Selon M. Jean, un « changement » de pouvoir est nécessaire. « Nous sommes arrivés à un état de délabrement institutionnel, un déchirement social tel qu’il nous faut un consensus large […], et c’est exactement l’origine de Montana. »
Depuis la fin prévue du mandat de Jovenel Moïse, en février 2022, Ariel Henry, qui lui a succédé sous l’égide du Core Group, a refusé de quitter le pouvoir, disant, pour se défendre, vouloir organiser de nouvelles élections. Une position dans la lignée de celle d’Ottawa, qui souhaite que « des élections libres et crédibles puissent avoir lieu ».
Fritz Jean, quant à lui, « trouve ça bizarre que des gouvernements étrangers disent qu’il faut des élections maintenant en Haïti. […] Il faut corriger cette situation de sécurité pour permettre aux candidats de faire campagne, mais aussi aux citoyens d’aller voter ».
Si rien n'est fait, on risque de voir la situation s'aggraver, et là, Haïti deviendra un État paria
Alors, sans élections, les membres de l’Accord de Montana ont trois options pour accéder au pouvoir, explique M. Larose. Soit par « le soulèvement général », soit par « un coup d’État », soit en trouvant une « source d’acceptation du pouvoir » auprès des puissances étrangères. Lors de sa visite au Canada, Fritz Jean a notamment rencontré le chef du Bloc québécois, Yves-François Blanchet.
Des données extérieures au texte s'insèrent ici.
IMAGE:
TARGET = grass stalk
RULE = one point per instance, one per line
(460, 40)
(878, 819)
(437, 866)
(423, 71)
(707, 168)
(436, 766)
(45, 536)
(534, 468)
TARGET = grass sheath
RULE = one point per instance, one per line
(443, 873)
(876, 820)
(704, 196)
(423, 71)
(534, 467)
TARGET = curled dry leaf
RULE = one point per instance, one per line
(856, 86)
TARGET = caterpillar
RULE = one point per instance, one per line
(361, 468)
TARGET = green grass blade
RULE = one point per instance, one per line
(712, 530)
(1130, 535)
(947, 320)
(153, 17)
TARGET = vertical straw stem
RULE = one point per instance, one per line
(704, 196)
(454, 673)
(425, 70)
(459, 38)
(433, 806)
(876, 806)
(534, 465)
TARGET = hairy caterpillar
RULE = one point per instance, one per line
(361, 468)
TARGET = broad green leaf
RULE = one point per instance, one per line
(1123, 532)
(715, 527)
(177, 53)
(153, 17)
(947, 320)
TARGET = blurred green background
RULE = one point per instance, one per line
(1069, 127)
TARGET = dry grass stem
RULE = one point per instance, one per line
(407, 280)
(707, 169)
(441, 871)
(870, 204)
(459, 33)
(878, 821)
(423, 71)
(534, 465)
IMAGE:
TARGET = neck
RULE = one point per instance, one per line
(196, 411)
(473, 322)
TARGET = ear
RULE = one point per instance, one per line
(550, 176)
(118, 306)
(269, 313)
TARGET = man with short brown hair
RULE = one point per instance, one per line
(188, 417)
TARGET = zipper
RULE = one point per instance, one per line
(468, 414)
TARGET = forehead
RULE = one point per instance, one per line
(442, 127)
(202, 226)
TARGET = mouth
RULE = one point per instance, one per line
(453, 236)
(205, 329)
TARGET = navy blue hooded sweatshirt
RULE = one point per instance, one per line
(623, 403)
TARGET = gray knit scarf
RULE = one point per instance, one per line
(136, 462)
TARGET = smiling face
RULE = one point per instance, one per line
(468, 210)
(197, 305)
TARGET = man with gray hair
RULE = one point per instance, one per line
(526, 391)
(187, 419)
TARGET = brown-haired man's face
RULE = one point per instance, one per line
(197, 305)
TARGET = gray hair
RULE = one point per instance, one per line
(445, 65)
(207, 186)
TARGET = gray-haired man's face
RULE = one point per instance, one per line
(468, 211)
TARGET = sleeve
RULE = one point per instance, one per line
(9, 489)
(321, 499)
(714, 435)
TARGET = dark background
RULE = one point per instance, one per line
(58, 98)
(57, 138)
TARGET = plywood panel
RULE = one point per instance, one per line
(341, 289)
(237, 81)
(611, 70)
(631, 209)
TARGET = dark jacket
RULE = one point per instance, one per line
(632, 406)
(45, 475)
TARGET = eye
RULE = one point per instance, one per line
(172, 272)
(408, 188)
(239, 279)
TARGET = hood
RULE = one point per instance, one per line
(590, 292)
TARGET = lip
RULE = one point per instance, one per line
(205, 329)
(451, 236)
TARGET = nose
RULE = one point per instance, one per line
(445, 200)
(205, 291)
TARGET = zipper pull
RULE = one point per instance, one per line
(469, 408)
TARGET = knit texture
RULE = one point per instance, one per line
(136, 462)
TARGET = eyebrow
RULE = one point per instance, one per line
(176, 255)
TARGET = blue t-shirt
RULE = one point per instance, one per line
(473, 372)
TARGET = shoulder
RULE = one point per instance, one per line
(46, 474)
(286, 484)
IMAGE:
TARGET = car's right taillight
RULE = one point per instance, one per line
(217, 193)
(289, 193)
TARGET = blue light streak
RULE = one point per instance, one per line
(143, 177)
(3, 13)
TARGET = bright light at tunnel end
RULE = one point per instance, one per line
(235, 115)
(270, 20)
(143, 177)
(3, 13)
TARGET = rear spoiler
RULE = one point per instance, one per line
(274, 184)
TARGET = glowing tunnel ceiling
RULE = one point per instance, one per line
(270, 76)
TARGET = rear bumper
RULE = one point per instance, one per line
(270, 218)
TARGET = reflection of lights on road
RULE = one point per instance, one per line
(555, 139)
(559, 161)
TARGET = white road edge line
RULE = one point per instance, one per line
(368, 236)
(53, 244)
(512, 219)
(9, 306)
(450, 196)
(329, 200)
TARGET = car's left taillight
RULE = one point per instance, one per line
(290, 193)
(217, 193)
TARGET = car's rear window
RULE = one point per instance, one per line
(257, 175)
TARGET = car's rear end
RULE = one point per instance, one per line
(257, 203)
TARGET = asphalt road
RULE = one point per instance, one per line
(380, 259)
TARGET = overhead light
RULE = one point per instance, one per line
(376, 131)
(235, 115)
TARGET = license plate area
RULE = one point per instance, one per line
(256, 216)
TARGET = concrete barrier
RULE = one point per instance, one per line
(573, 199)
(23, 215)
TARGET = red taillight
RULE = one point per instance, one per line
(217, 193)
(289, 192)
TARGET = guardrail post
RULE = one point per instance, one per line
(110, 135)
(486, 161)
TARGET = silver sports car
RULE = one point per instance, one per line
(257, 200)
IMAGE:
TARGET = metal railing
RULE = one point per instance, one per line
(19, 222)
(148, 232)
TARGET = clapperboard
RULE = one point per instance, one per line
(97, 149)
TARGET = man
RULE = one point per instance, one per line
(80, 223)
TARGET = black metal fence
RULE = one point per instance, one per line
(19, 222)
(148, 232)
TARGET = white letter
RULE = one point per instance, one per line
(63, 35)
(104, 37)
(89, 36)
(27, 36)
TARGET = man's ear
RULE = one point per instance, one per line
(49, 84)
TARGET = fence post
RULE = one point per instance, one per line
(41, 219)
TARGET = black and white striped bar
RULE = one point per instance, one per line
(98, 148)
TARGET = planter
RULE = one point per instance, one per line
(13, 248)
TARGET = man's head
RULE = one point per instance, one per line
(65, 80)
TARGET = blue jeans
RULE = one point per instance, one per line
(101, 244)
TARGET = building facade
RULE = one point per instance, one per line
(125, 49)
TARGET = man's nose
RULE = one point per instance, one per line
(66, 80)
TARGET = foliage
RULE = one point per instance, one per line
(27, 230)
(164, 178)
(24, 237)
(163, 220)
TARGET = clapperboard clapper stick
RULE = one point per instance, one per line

« Il n’y a aucun pouvoir légitime en ce moment en Haïti, indique M. Larose. Le pouvoir se trouve au sein des groupes qui […] recourent à la violence, ou […] qui occupent matériellement les espaces de pouvoir. »
Parallèlement à la nomination d’Ariel Henry, « 500 organisations, des personnalités civiles et des partis politiques » ont signé en août 2021 un accord à l’hôtel Montana, à Port-au-Prince, avec pour mission de trouver un consensus. Après des élections tenues à l’interne en janvier 2022, Fritz Jean en est devenu le président.
Ottawa réclame « un consensus pour arriver à un gouvernement de transition, alors que nous, au niveau de l’Accord de Montana, on a déjà un consensus assez large », dénonce M. Jean.
Toutefois, si cette coalition a un « intérêt pour la démocratie », ses capacités d’action sont limitées, avance Chalmers Larose, également codirecteur de l’Observatoire des Amériques à l’UQAM. « Cet accord est arrivé à une phase d’obsolescence », indique-t-il, en mentionnant des différends sur le plan « tactique » entre les membres. « L’unité de base a été rompue. »
L’Accord de Montana n’est pas non plus reconnu, ni par la Constitution, ni par le peuple, ni par la diaspora. Les élections qui ont mené à la nomination de Fritz Jean n’ont « rien à voir avec des élections populaires », précise le politologue.
« L’Accord de Montana n’existe pas pour nous autres », dit Paul. « C’est pas reconnu par les Haïtiens. Ça ne va nulle part », abonde Max Adolph. « Je ne sais même pas c’est quoi, l’Accord de Montana », ajoute Évelyne.